Valor Econômico, Especial Amazônia, p. F6
05 de Set de 2024
Projetos do governo na Amazônia têm oposição de ambientalistas
Para críticos, planos de asfaltar rodovia, construir ferrovia e extrair petróleo trazem riscos à floresta
André Borges
05/09/2024
Cinquenta anos depois do plano desenvolvimentista dos militares, que avançaram sobre a Amazônia com estradas e hidrelétricas prometendo "integrar para não entregar", e deixaram um rastro de desmatamento e ocupações irregulares, a região continua a ser alvo de projetos que, para ambientalistas, são capazes de fragilizar ainda mais a floresta. Na área de logística, os planos federais incluem a pavimentação da BR-319, eque liga Porto Velho (RO) a Manaus (AM), e a construção da Ferrogrão, ferrovia de 900 quilômetros de extensão que ligaria Sinop (MT), região que é a maior produtora de grãos no país, ao porto de Miritituba (PA), área historicamente conhecida pelo garimpo ilegal.
Para defender a retomada da estrada, o governo argumenta que a BR-319 já esteve ativa até início dos anos 1980, mas que foi abandonada e engolida pela floresta, deixando Manaus isolada por via terrestre do restante do país. Sua pavimentação seria, portanto, a garantia do direito de ir e vir da população local. Ambientalistas afirmam, porém, que a pavimentação da rodovia carrega os mesmos problemas já vistos em outras estradas, como a BR-163, no Mato Grosso, que impulsionou a abertura de vicinais em seus mais de mil quilômetros, gigantescas "espinhas de peixe" para saquear madeira.
No caso da Ferrogrão, defensores do projeto afirmam que a estrada de ferro seria construída ao lado da BR-163, reduzindo o impacto ambiental sobre a floresta, consolidando uma nova rota de escoamento de grãos rumo aos portos do Arco Norte do Brasil e desafogando os terminais portuários de Sudeste e Sul. Críticos ao projeto afirmam, porém, que a ferrovia teria um impacto direto em áreas extensas de unidades de conservação ambiental, além de afetar terras e povos indígenas.

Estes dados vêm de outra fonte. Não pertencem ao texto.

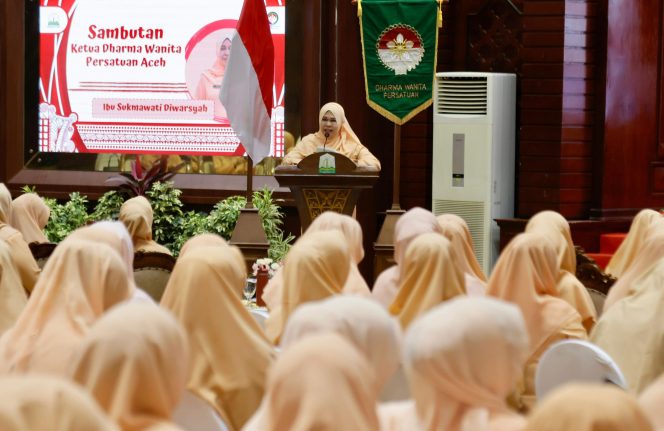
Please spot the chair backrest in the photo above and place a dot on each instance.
(41, 251)
(260, 315)
(152, 271)
(575, 361)
(598, 300)
(193, 413)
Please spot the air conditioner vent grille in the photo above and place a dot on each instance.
(461, 95)
(473, 214)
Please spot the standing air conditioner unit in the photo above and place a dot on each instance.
(473, 153)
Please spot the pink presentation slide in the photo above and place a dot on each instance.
(128, 76)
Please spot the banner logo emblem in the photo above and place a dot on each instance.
(400, 48)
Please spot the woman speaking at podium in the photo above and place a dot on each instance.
(334, 134)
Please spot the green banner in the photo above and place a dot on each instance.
(399, 47)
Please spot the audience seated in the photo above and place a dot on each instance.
(588, 408)
(40, 402)
(555, 227)
(413, 223)
(316, 267)
(229, 351)
(430, 274)
(22, 257)
(526, 275)
(12, 295)
(632, 330)
(30, 216)
(456, 230)
(321, 383)
(136, 214)
(135, 363)
(631, 245)
(80, 281)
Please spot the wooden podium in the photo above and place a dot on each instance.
(316, 193)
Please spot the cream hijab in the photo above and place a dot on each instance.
(588, 408)
(632, 330)
(556, 229)
(229, 352)
(41, 402)
(652, 400)
(134, 362)
(29, 216)
(651, 252)
(460, 380)
(203, 240)
(525, 275)
(631, 245)
(430, 275)
(136, 214)
(321, 383)
(316, 267)
(414, 222)
(79, 282)
(12, 295)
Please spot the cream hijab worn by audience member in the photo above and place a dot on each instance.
(456, 230)
(12, 295)
(135, 363)
(229, 352)
(341, 139)
(321, 383)
(24, 262)
(580, 407)
(651, 252)
(525, 275)
(362, 322)
(632, 330)
(460, 379)
(414, 222)
(430, 274)
(352, 232)
(79, 282)
(30, 216)
(136, 214)
(631, 245)
(555, 227)
(316, 267)
(41, 402)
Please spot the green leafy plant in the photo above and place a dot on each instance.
(139, 182)
(66, 217)
(108, 206)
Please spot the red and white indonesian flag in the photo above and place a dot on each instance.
(246, 91)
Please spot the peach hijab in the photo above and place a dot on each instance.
(345, 141)
(632, 330)
(30, 216)
(230, 354)
(136, 214)
(134, 362)
(556, 229)
(316, 267)
(456, 230)
(631, 245)
(321, 383)
(22, 257)
(80, 281)
(651, 252)
(43, 402)
(430, 275)
(460, 380)
(12, 295)
(584, 407)
(414, 222)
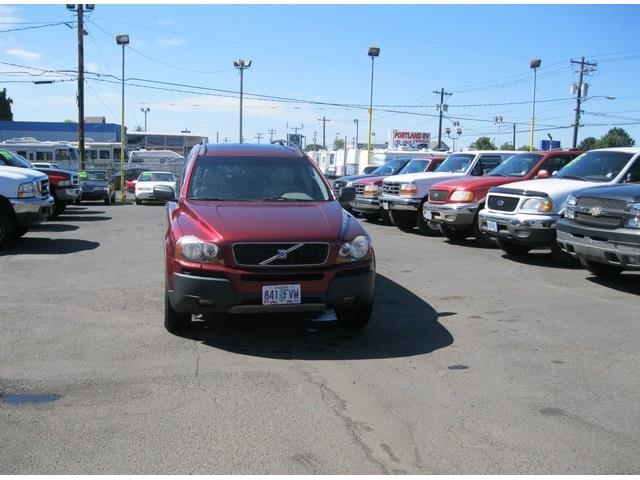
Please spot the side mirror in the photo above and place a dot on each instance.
(347, 194)
(165, 192)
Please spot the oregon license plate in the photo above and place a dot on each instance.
(281, 294)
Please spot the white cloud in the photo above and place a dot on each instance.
(23, 54)
(172, 42)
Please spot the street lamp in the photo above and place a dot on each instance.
(122, 39)
(241, 65)
(535, 64)
(145, 111)
(373, 52)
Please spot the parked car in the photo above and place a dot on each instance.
(601, 227)
(63, 184)
(24, 201)
(368, 189)
(524, 215)
(148, 180)
(403, 196)
(257, 229)
(454, 204)
(96, 185)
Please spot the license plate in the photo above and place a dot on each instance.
(281, 294)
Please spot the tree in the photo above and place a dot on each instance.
(588, 143)
(483, 143)
(616, 137)
(5, 106)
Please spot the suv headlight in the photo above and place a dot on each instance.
(356, 249)
(193, 249)
(537, 205)
(462, 196)
(27, 190)
(409, 189)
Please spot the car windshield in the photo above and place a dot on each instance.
(517, 165)
(257, 178)
(416, 165)
(456, 163)
(156, 177)
(95, 176)
(595, 166)
(391, 167)
(10, 159)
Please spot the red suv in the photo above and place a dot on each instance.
(257, 229)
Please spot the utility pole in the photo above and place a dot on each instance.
(581, 91)
(324, 121)
(442, 107)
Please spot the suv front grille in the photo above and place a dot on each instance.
(253, 254)
(504, 204)
(391, 188)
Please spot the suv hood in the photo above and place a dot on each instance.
(272, 221)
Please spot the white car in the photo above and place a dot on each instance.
(147, 180)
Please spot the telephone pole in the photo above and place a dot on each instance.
(581, 92)
(324, 121)
(442, 107)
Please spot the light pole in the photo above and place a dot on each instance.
(535, 64)
(373, 52)
(145, 111)
(122, 39)
(241, 65)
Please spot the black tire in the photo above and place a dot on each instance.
(453, 234)
(512, 248)
(405, 222)
(174, 322)
(7, 228)
(601, 269)
(358, 318)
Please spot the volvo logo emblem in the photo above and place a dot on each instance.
(595, 211)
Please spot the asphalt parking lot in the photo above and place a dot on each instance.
(473, 363)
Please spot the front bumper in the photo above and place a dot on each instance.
(530, 230)
(620, 247)
(457, 215)
(398, 203)
(30, 211)
(200, 295)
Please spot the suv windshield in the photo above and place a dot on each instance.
(456, 163)
(595, 166)
(416, 165)
(391, 167)
(12, 160)
(256, 178)
(516, 165)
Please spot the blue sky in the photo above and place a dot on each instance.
(318, 53)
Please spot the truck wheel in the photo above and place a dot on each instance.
(403, 221)
(358, 318)
(454, 235)
(601, 269)
(511, 248)
(174, 321)
(7, 228)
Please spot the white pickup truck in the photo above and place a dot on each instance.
(24, 201)
(403, 195)
(523, 215)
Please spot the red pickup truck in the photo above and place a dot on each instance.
(454, 204)
(257, 229)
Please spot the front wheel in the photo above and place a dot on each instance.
(358, 318)
(601, 269)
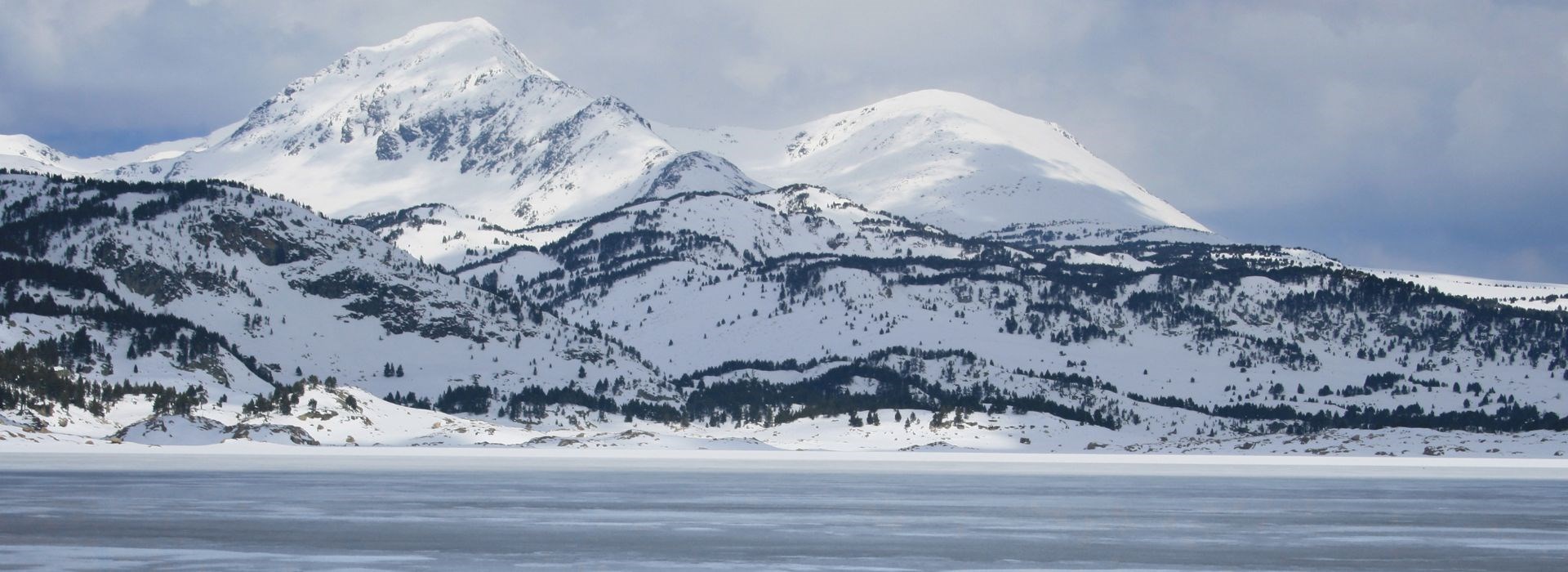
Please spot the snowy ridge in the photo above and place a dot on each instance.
(942, 159)
(434, 242)
(449, 114)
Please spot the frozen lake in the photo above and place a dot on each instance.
(728, 515)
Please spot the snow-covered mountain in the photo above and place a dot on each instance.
(944, 159)
(511, 261)
(451, 114)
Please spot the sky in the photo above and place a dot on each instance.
(1411, 135)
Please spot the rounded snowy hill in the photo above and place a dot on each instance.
(944, 159)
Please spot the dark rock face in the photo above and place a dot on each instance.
(262, 237)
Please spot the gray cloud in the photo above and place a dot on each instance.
(1396, 133)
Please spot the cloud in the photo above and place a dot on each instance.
(1411, 132)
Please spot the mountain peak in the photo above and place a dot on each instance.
(946, 159)
(461, 44)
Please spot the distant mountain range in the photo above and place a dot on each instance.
(434, 242)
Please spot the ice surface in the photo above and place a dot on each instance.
(728, 515)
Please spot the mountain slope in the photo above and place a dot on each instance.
(449, 114)
(942, 159)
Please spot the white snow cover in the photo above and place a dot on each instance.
(942, 159)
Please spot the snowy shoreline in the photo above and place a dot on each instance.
(283, 458)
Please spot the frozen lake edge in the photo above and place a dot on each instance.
(281, 458)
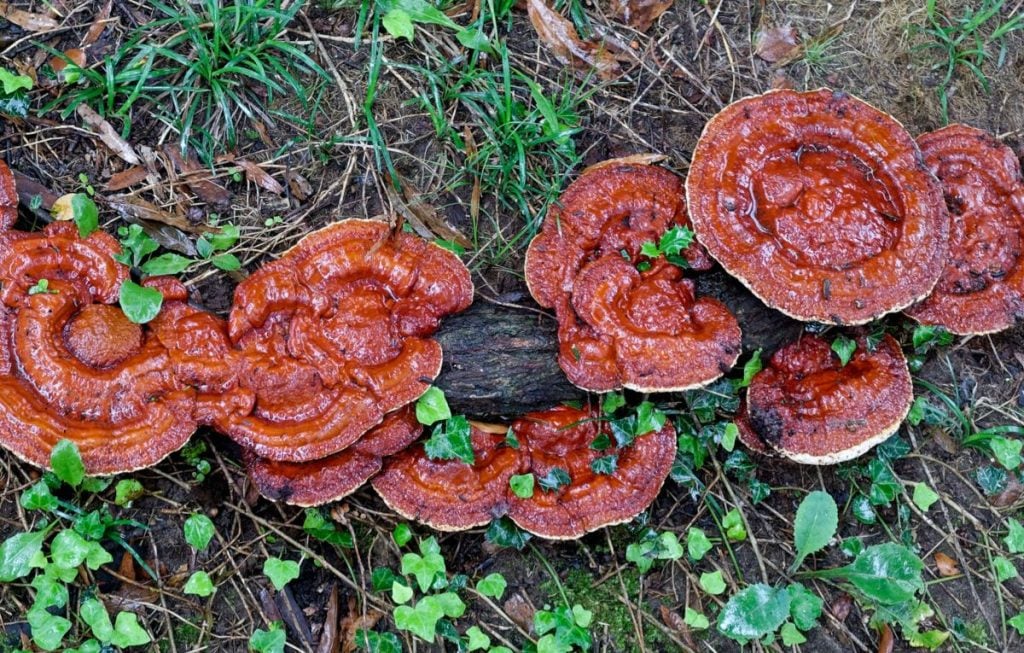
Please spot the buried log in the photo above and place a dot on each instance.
(502, 362)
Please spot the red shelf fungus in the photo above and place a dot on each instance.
(626, 319)
(454, 495)
(73, 366)
(809, 407)
(340, 474)
(335, 335)
(819, 204)
(981, 290)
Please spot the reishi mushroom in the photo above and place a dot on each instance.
(626, 319)
(806, 405)
(336, 334)
(981, 290)
(819, 204)
(454, 495)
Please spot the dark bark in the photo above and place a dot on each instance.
(501, 362)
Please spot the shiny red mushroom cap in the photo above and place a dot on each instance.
(338, 475)
(336, 334)
(626, 319)
(809, 407)
(596, 495)
(819, 204)
(981, 290)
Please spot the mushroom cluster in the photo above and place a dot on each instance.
(562, 441)
(627, 318)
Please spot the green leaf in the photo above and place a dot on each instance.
(493, 585)
(924, 496)
(199, 531)
(885, 573)
(697, 543)
(805, 606)
(713, 582)
(1007, 451)
(1005, 569)
(754, 612)
(426, 565)
(200, 584)
(69, 550)
(271, 641)
(522, 485)
(695, 620)
(169, 263)
(401, 534)
(127, 632)
(451, 440)
(477, 639)
(1015, 536)
(733, 525)
(554, 479)
(67, 463)
(844, 348)
(139, 304)
(398, 24)
(17, 552)
(400, 593)
(226, 262)
(281, 572)
(47, 629)
(127, 490)
(816, 523)
(791, 636)
(93, 613)
(432, 406)
(605, 465)
(13, 82)
(751, 368)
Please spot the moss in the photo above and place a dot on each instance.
(605, 602)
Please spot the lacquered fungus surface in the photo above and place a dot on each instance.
(981, 290)
(819, 204)
(808, 406)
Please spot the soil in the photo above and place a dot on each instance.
(692, 62)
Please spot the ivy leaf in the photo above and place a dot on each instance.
(127, 632)
(200, 584)
(139, 304)
(451, 440)
(924, 496)
(754, 612)
(697, 543)
(281, 572)
(816, 523)
(432, 406)
(713, 582)
(17, 553)
(554, 479)
(199, 531)
(493, 585)
(844, 348)
(522, 485)
(67, 463)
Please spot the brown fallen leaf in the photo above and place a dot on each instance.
(562, 39)
(259, 176)
(946, 565)
(126, 178)
(27, 19)
(198, 178)
(108, 134)
(353, 622)
(632, 160)
(640, 14)
(777, 44)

Se na área de mineração o problema histórico é a profusão do garimpo ilegal, projetos bilionários de exploração fóssil também rondam o futuro da Amazônia, seja na retirada de gás ou de petróleo. No subsolo de Coari (AM), onde a Petrobras já extrai óleo desde a década de 1980, está a maior jazida de petróleo terrestre do Brasil. Na região de Silves, pequeno município do Amazonas, poços de gás são explorados há mais de três anos, em meio a conflitos com povos indígenas.
É do mar, porém, que vem a maior preocupação dos ambientalistas atualmente, com os planos da Petrobras de explorar petróleo em área próxima à foz do rio Amazonas. "Deve ser destacado que não é a renda do petróleo e de outras fontes fósseis que vai resolver os problemas amazônicos. Esse tipo de exploração só traz mais concentração de renda, com injustiça social e intensificação dos problemas climáticos", diz Suely Araújo, coordenadora de políticas públicas do Observatório do Clima.
Em Coari, a situação do município que explora petróleo há quase 40 anos é de extrema precariedade, com falta de saneamento básico e emprego e altos índices de violência. Em Silves, o que se vê no município é falta generalizada de infraestrutura. As evidências revelam que os cobiçados royalties do petróleo e do gás, fator financeiro que costuma justificar a exploração desses insumos, não se traduzem em melhoria das condições de vida da população local.
"As ameaças estruturais precisam ser globalmente enfrentadas e o Brasil pode fortalecer o seu protagonismo se, além de reduzir o desmatamento, liderar negociações internacionais para pactuar um cronograma para a redução na produção e no consumo de petróleo, compatível com as exigências da emergência climática", diz o sócio fundador e presidente do Instituto Socioambiental (ISA), Márcio Santilli. "A maior ameaça local à Amazônia continua sendo a ocupação e a exploração predatória do território e dos recursos naturais, que impede o desenvolvimento de uma economia sustentável. Isso requer consciência política."
O presidente do Instituto Brasileiro de Proteção Ambiental (Proam), Carlos Bocuhy, lembra que a "consciência política" também passa pela garantia de uma estrutura adequada para fiscalização, licenciamento e monitoramento ambiental.
"Foi restabelecida a vontade política de proteger a floresta, o que é obrigação do governo. Mesmo assim, a resposta poderia ter sido mais efetiva se o governo tivesse equacionado devidamente as pendências com os quadros funcionais do Sistema Nacional do Meio Ambiente [Sisnama], estabelecendo plano de carreira, salários condignos e complementação dos quadros funcionais do Ibama e do ICMbio", diz Bocuhy. "É preciso aumentar a capacidade de recursos humanos e operacionais."